旦那様は、イジワル御曹司~華麗なる政略結婚!~
この期に及んでまだ肝心なことを伝えてくれない颯に、私は刹那落胆する。
どうして……、どうして、たった一言『好きだ』と伝えてくれないんだろう。
颯の口から本当の想いが聞きたい。そうじゃなくちゃ私はいつまでたっても颯の胸に素直に飛び込めない。颯の気持ちが分からない、不安な迷子のままだ。

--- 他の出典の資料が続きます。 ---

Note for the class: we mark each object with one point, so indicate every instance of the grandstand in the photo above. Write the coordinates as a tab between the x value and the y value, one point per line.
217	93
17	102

もどかしくて悔しくて切なくて、涙が浮かびそうになったときだった。
「ねえ、マナちゃん。マナちゃんの“一番”って、だーれ?」
後ろから充さんが、小さな声で問いかけてきた。
そのとても単純な問いに、私はハッとさせられる。
――あ、そうか……。
「……私の一番は……」
自分の気持ちを確かめるように呟くと、私は颯の手を取って走り出した。
戸惑う颯の手を引き、驚く人達の間を走り抜けて、パーティー会場のガーデンへと戻る。そして、景観として植えられているオリーブの樹の中から一番大きなものの前に行くと、履いていたハイヒールを脱ぎ捨てた。
「真奈美? ……って、おい!」
ドレープの美しい長いドレスの裾を腿まで持ち上げて結び、私は驚愕する颯の声を無視して、オリーブの樹に登っていく。樹肌がゴツゴツしていてストッキングはすぐに伝線したけれど、おかげで滑りにくく、私はあっという間に自分の身長より上にある幹の分かれ目まで登れた。
「降りろ! 危ないだろ!」
私を見上げて、颯が叫ぶ。周囲はすぐに人だかりができて、マスコミとカメラマンまで寄ってきた。少し離れたところで誰か卒倒したようだけれど、おじいか藤波じゃないことを祈る。